An example is: A voluntary sick leave bank exists in the contract that allows employees to annually contribute sick leaves days. The contract does not specify how many days an employee may contribute annually. The practice established over many years has been that individual employees have contributed as many sick days per year as they liked. Therefore, that clear practice—that each employee is unrestricted in how many sick days they voluntarily contribute to the sick bank—cannot be unilaterally changed, modified or limited by the employer.

If the employer seeks to change the unwritten but clear practice, they would have to explicitly raise the issue at the next round of contract bargaining.

4. Both the union and employer have known about the practice and accepted it

Management and the union must be aware of the practice and have accepted it. The practice cannot simply be between two individuals, but has to be at the level of senior management and the union leadership.
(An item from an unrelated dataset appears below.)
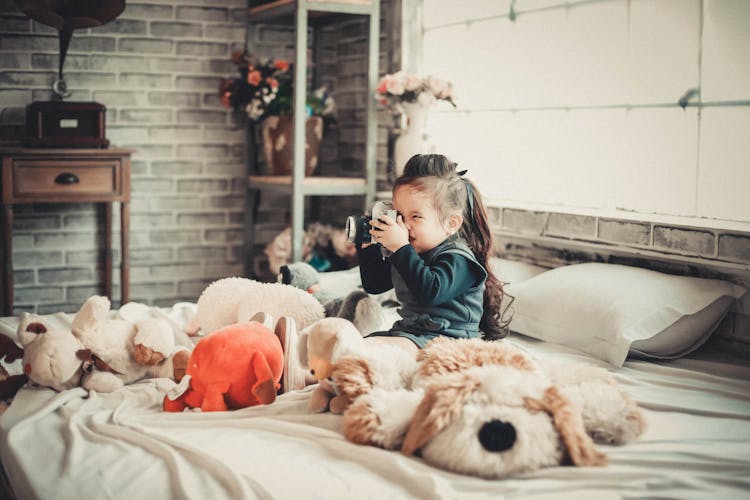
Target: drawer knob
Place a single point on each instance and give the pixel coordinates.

For instance, if a nurse supervisor on a particular unit of the hospital has allowed those unit employees to take extended lunch periods or a grace period for reporting late to work—but the hospital’s upper management is unaware of the arrangement—the practice most likely will not be considered to be legitimate.

Other issues involving past practice
If the employer has been lax in enforcing a particular work rule that is clearly a management right or one that is referenced in their policies, they may enforce the work rule once they give notice to the employees. This would be management’s right despite a period of laxness on their part and would not be considered a change in past practice.

Similarly, if a condition changes—or if there is an abuse of a practice—an arbitrator would most likely rule against the union if a change in the practice was challenged. Examples of this would be:

  • Free parking shuttles for employees to distant lots may be discontinued if a new and closer parking structure is built and available to the employees. The condition that created the practice has changed and management would be within its rights to make a change.
  • The allowance for RNs to switch shifts among themselves without supervisory approval might be modified if such changes begin to incur overtime costs for the hospital. The employer might claim an abuse of the practice.

What if a past practice is changed?
If the employer changes or ends an established past practice, the union should grieve the matter just as it would any other grievable matter. The union may cite the article violated as "Management Rights." The union can also file an unfair labor practice charge with the National Labor Relations Board or the state labor commission (for the public sector) since the change constitutes a unilateral change of a mandatory issue (wages, hours and/or working conditions). The union should also send a letter to the employer putting them on notice that the union is challenging the change, and demand that the practice be restored as it was before.

Time is of the essence though. The union cannot wait for months if it is aware that a change in a practice has occurred. A delay in formally responding to the change imposed by management may be interpreted by the arbitrator as the union’s acquiescence. Also, the union has to be aware of the contractual timelines to file a grievance under the grievance procedure. Both the NLRB and the labor commission have guidelines for filing an unfair labor practice charge that is a firm six months from the date of occurrence. If the union files an unfair labor practice regarding a change that was made beyond six months, the charge will be dismissed as being untimely.

Finally, if there is a past practice that management seeks to modify or eliminate, it can raise it as a proposal at the next negotiations for a successor contract. The practice is treated as any other contract provision that either party can negotiate to change. But the change has to be negotiated between the parties to be effective and must not be unilaterally imposed.